Von Susanne Schneider

Es gibt Augenblicke, da wird die Einsamkeit des Langstreckenläufers zum Wunschbild. Es gibt Momente, da spielst du deine eigene Hinrichtung und ertappst dich bei dem Gedanken: Das könnte die Rettung sein.

Wenn das Licht dir mit mehreren tausend Watt in die Augen geschleudert wird und du verzweifelt versuchst, hinter dieser Wand aus Scheinwerfern wenigstens eine menschliche Regung zu erhaschen, dann verbiete dir zu denken: Mein Gott, das also ist das Theater! Aber du denkst es doch. Spätestens dann hoffst du, daß es der großen Elisabeth Bergner auch so erging, als sie ihr erstes Engagement suchte, und versuchst, der Anekdote zu glauben, wonach Einstein ein schlechter Schüler war.

So konnte ich nur schwer verstehen, warum alle „Tootsie“ erst dann liebten, als sich der erfolglose Schauspieler Michael Dorsey in die erfolgreiche Dorothy Michaels verwandelt hatte. Denn mir wurde gerade am Anfang des Films warm ums Herz: Wenn Dustin Hoff man bereit ist, sich zu verkleinern oder zu vergrößern, um engagiert zu werden, wenn er sich zwingt, „ja“ zu sagen zu jeder Erniedrigung, die von ihm erwartet wird.

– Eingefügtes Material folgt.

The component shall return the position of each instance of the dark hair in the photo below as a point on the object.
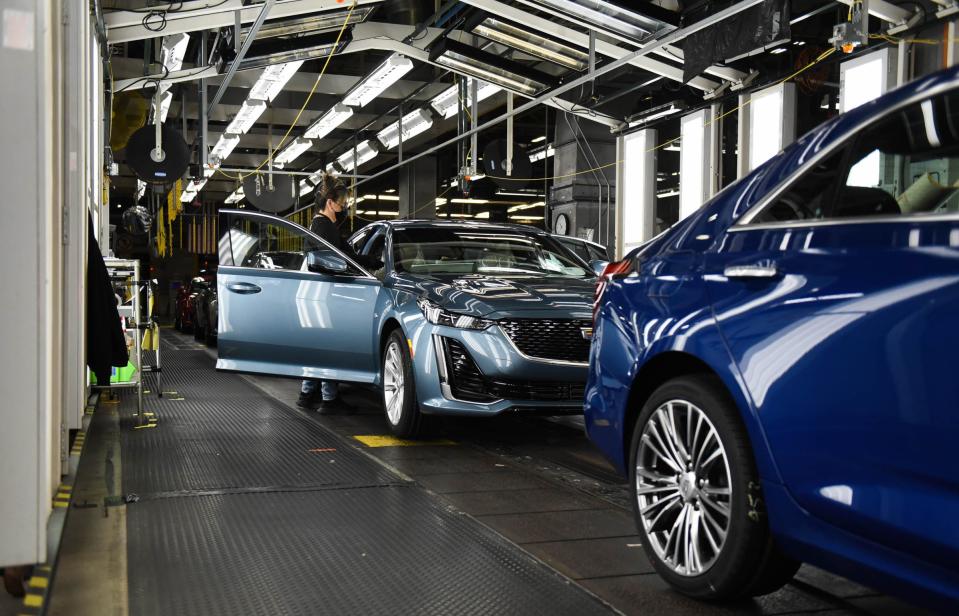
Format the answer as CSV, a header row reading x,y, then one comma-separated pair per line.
x,y
330,187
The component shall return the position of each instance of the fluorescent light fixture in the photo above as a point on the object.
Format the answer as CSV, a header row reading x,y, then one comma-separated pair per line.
x,y
414,123
484,65
165,99
655,113
526,206
236,196
308,26
337,114
447,101
365,152
173,51
607,16
306,187
273,79
542,154
292,151
861,80
246,117
772,122
374,84
693,163
533,44
224,146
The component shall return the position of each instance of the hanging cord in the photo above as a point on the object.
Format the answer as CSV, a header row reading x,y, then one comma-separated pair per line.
x,y
316,83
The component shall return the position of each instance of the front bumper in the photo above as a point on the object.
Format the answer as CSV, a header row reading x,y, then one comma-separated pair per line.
x,y
494,378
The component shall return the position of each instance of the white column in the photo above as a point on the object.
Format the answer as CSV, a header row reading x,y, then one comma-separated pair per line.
x,y
27,316
694,176
638,193
772,122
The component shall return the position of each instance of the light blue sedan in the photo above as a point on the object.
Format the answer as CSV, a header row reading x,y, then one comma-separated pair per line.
x,y
462,319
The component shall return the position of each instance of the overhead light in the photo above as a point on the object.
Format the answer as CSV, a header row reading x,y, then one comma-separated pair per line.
x,y
661,111
447,102
609,17
365,152
526,206
306,187
374,84
414,123
533,44
165,99
273,79
337,114
236,196
292,151
489,67
224,146
284,54
173,51
246,117
542,154
307,26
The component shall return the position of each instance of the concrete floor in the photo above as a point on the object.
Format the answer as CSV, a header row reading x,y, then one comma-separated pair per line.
x,y
537,482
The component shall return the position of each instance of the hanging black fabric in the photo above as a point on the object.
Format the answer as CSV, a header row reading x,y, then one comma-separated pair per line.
x,y
106,345
752,29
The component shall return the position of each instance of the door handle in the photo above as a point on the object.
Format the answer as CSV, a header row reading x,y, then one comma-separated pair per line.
x,y
243,288
757,270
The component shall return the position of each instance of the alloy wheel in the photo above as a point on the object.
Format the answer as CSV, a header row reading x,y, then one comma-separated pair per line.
x,y
393,383
683,487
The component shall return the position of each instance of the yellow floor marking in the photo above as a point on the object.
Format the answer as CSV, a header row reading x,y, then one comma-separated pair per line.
x,y
383,440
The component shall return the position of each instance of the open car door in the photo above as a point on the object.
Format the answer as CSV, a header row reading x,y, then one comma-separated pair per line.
x,y
292,305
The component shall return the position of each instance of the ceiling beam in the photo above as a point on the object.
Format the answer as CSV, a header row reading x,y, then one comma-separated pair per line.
x,y
123,26
582,40
885,11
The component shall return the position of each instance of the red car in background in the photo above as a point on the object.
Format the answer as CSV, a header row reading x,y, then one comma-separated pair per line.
x,y
183,319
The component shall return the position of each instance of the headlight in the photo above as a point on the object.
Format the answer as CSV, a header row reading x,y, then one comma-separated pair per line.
x,y
437,316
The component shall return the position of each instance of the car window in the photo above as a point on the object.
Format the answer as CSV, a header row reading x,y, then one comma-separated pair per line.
x,y
263,243
907,164
476,250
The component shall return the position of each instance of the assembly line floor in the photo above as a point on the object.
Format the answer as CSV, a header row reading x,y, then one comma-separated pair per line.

Drei Jahre habe ich an der Hochschule für Musik und Darstellende Kunst, dem Mozarteum in Salzburg, auf das Vorsprechen hingearbeitet. Als ich zusammen mit elf anderen unter Hunderten von Bewerbern ausgesucht worden war, hatte ich gedacht: Jetzt geht mein Weg unaufhaltsam nach oben, denn Talent setzt sich durch. Drei Jahre habe ich getanzt, gesteppt, gefochten, meine Stimme trainiert, habe neu lernen müssen, wie man das „a“ ausspricht, improvisiert und mich an meine ersten Rollen herangetastet. Mühsam habe ich begriffen, was es heißt, eine fremde Person zu erspüren, wie schwierig es ist, zu erahnen, wie jemand, der ich nicht bin und den ich nicht kenne, fühlt und sich verhält. Und schon auf der vertrauten Probebühne oft dieses Gefühl der Hilflosigkeit. Bei Zweier-Szenen ist ja noch jemand da, den ich spüren und mit dem ich sprechen kann – etwas aus dem anderen holen, haben wir das genannt. Nur bei den Monologen!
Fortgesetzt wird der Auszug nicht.